After a summer of cinematic excess, Riddick, the third installment in Vin Diesel's intermittent sci-fi action franchise, is a welcome reminder that bigger is not always better: 

"Riddick" is many things: a surprisingly solid sci-fi B-movie, a showcase for the limited but real talents of star Vin Diesel, a relatively bright note after a summer of disappointing genre films. But more than anything, it's a lesson in the virtues of going small.

The trend in effects-driven blockbusters over the last few years has been toward the gargantuan: giant robots, giant ships, giant battles, giant destruction and, most of all, giant stakes. The risk with this approach is that the characters get lost in endless struggles to save the world, and the eternal bigness becomes monotonous. When everything's giant, nothing is.

"Riddick" is an antidote to all that. The brawny space-adventurer's third outing is a stripped-down, human-scale story about one guy fighting a couple of other guys. There are alien monsters, guns and bounty hunters. The primary goal for just about everyone involved is to stay alive.

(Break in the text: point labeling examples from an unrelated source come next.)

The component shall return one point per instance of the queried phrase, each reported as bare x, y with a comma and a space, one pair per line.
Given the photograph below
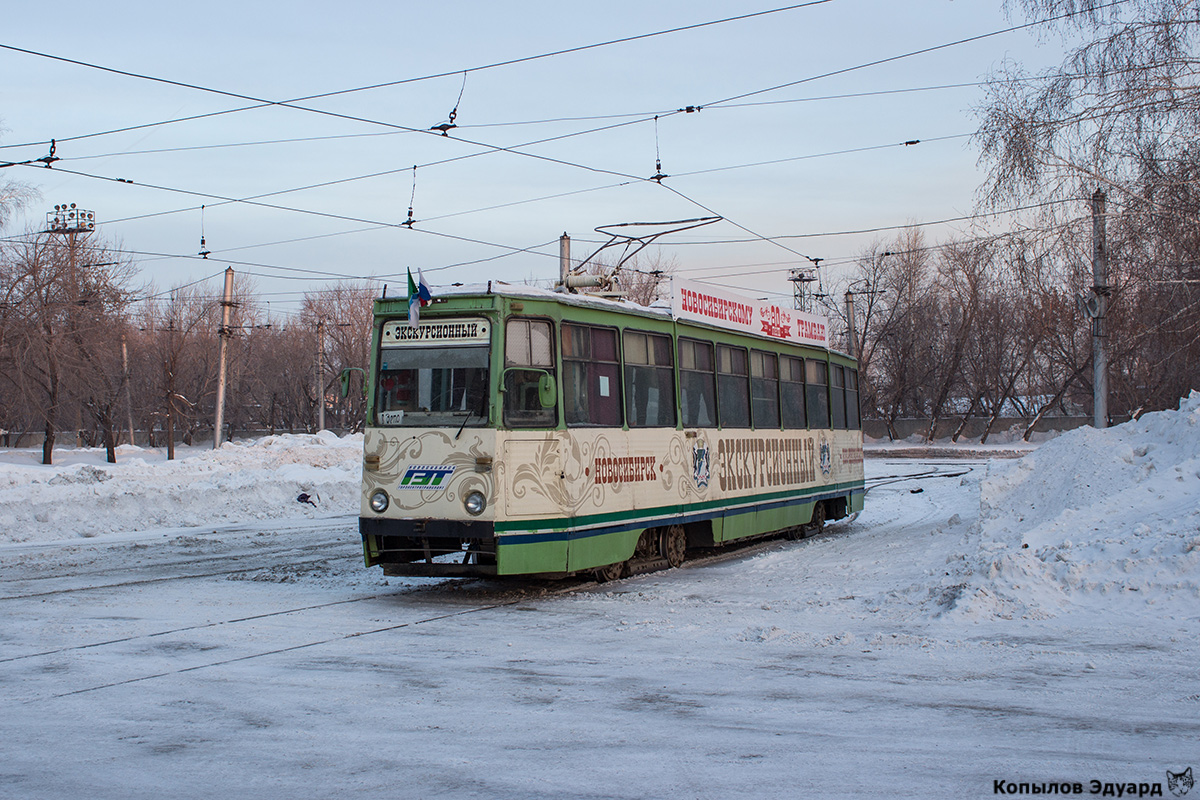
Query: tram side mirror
547, 392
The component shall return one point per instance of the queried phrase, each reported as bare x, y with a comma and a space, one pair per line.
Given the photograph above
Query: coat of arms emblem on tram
700, 464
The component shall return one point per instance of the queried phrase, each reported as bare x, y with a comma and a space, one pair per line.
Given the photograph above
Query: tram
520, 432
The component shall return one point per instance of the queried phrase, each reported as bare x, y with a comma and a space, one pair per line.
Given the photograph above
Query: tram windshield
443, 386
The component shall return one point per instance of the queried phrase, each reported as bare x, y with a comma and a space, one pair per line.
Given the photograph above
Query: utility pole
564, 259
801, 298
1097, 308
851, 343
129, 396
321, 374
70, 221
223, 335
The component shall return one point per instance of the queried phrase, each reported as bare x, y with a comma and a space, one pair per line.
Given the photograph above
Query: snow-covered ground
189, 630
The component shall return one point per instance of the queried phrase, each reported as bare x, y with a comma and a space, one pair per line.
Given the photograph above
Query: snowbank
1103, 519
82, 495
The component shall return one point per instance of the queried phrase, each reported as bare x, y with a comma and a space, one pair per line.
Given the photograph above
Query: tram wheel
673, 545
817, 523
610, 572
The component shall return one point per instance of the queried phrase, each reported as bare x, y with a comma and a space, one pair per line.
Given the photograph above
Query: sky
299, 198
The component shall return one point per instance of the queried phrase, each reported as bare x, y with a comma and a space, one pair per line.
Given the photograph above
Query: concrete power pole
223, 335
851, 338
1097, 310
321, 374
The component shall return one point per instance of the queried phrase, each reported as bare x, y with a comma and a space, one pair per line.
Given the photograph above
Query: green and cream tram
514, 431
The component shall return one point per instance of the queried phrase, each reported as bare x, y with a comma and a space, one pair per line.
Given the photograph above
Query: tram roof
659, 310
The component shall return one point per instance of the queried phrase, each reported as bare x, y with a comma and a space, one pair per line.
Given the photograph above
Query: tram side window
697, 384
838, 396
853, 421
591, 376
649, 380
732, 386
765, 389
792, 391
528, 359
817, 394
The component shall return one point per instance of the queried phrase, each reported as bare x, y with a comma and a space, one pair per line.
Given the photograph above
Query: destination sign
706, 304
436, 332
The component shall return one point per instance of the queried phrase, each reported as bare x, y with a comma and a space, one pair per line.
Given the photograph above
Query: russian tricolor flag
418, 295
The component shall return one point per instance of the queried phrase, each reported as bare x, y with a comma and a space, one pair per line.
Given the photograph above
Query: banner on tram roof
705, 304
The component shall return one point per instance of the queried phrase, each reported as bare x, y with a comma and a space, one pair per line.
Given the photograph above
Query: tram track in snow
543, 590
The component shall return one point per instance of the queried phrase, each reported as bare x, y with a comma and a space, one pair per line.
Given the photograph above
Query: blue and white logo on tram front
700, 473
426, 477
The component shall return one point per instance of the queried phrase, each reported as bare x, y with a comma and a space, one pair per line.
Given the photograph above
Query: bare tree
346, 313
63, 298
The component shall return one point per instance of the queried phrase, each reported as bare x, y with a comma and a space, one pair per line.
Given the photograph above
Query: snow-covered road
918, 650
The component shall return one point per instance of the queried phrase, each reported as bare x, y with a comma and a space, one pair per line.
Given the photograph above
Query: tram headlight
474, 503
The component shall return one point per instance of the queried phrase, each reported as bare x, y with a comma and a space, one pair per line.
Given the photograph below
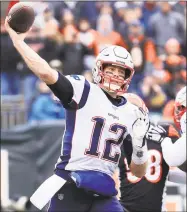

That's a marked and welcome departure from the last installment, 2004's "Chronicles of Riddick," a bloated big-budget space opera that attempted to saddle its title character with a Dungeons & Dragons manual's worth of incomprehensible fantasy lore. And it's a much-needed return to the sort of vicious, small-scale mayhem that made Riddick's first appearance, 2000's "Pitch Black," such a blast.